Como funciona o processo de extradição
Para que Zambelli seja extraditada, o Ministério da Justiça deve receber do Poder Judiciário a documentação relativa ao pedido de extradição. Cabe ao Departamento de Recuperação de Ativos e Cooperação Jurídica Internacional da Secretaria Nacional de Justiça e Cidadania realizar a análise de admissibilidade da documentação. Em caso positivo, o pedido será encaminhado ao Ministério das Relações Exteriores ou à autoridade central estrangeira, para ser formalizado ao país onde se encontra o foragido da Justiça brasileira.
A Justiça poderá solicitar ao país em que Zambelli estiver sua prisão preventiva para fins de extradição.
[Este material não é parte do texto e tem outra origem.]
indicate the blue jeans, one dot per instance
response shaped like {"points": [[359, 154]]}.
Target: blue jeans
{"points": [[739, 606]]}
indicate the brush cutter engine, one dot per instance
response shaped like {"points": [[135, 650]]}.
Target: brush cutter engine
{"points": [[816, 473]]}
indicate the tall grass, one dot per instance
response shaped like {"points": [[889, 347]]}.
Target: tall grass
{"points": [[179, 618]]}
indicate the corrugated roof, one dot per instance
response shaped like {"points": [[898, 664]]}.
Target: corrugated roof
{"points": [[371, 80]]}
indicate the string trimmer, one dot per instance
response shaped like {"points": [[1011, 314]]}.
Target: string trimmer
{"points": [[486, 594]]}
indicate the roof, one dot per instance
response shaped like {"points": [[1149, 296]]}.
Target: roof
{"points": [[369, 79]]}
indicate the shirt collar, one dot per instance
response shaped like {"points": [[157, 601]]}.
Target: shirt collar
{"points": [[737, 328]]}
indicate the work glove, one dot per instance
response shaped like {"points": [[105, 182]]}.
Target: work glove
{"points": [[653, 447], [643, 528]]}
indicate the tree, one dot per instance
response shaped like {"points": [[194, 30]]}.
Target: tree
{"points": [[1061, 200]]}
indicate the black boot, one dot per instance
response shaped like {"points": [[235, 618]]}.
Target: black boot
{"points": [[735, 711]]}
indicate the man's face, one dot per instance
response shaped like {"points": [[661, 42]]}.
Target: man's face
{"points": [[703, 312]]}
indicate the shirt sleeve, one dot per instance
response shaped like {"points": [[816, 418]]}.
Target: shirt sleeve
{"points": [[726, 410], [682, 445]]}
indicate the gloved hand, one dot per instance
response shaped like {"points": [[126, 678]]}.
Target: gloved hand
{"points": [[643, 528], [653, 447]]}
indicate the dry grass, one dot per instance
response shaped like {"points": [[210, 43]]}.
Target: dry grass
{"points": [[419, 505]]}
O pedido deve ser encaminhado pelo STF, responsável pelo caso, ao Ministério da Justiça. A pasta o encaminhará pela via diplomática ou diretamente pela autoridade central.
Antes disso, a inclusão de mandado de prisão na difusão vermelha da Interpol deve ser feita. No caso de Zambelli, Moraes já solicitou a inclusão. O sistema serve para alertar as polícias de todos os países membros sobre fugitivos procurados internacionalmente, mas não equivale a um mandado de prisão.